Learning resources included the short documentary, “Clockwork”, and Charlie Chaplin’s 1936 film, “Modern Times”.
Carmichael also summarises the brief history of the microchip as hardware and its interaction with software. He briefly suggests that employer control of work suppresses and inhibits the liberating potential of software development that could be controlled by workers for the benefit of society.
Carmichael, with much support and in the face of resistance also, argued that a new award classification system that integrated payment for skills acquired and used would be of great benefit for workers in the near and longer-term future.
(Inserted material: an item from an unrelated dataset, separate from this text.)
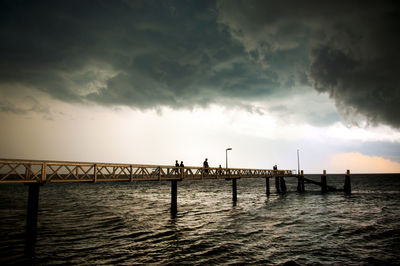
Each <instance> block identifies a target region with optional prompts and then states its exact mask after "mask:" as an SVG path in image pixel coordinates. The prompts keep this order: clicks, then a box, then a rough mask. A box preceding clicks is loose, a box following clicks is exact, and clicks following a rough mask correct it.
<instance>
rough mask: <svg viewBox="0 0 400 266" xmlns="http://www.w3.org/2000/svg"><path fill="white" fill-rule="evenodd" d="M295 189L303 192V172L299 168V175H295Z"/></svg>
mask: <svg viewBox="0 0 400 266" xmlns="http://www.w3.org/2000/svg"><path fill="white" fill-rule="evenodd" d="M297 191H298V192H305V188H304V172H303V170H301V172H300V175H299V176H298V177H297Z"/></svg>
That led to his great determination to raise the status of vocational education and to its synthesis with “general education”.
- Don Sutherland
Links:
“Clockwork” : https://vimeo.com/ondemand/clockwork
“Modern Times” https://www.youtube.com/watch?v=6n9ESFJTnHs
Technological Change - Report, 1980
Report to the AMWSU 1980 National Conference
By Laurie Carmichael
Published by the AMWSU, authorised by the 1980 National Conference
CLICK HERE to read the Report
Introduction – Don Sutherland
The AMWSU National Conference decision to endorse the report and reproduce it in this pamphlet form made sure that its members were learning more than the general community about the impact of the computer revolution on their daily lives and on society as a whole.
The contents reveal Laurie Carmichael’s widespread reading on the subject and an unerring capacity to link technological change to its impact on daily lives, changes in the workplace, and the broader national and international political economy.
Carmichael delivered the report orally to the National Conference of union delegates – most of whom being shop stewards (union delegates) and union organisers and officials who had left secondary school at around their fifteenth birthdays. The plain language does not at any time dumb down the content and pays full respect to the Conference’s ability to deal with the material.
The pamphlet was read and discussed in shop stewards training courses at the AMWSU and also in the Trade Union Training Authority.
There is no defeatism and no resignation. He argues for why and how workers must organise to take control of the technology.
Carmichael would work on this right through to his retirement, especially in the significance of award restructuring and new vocational education that would enable.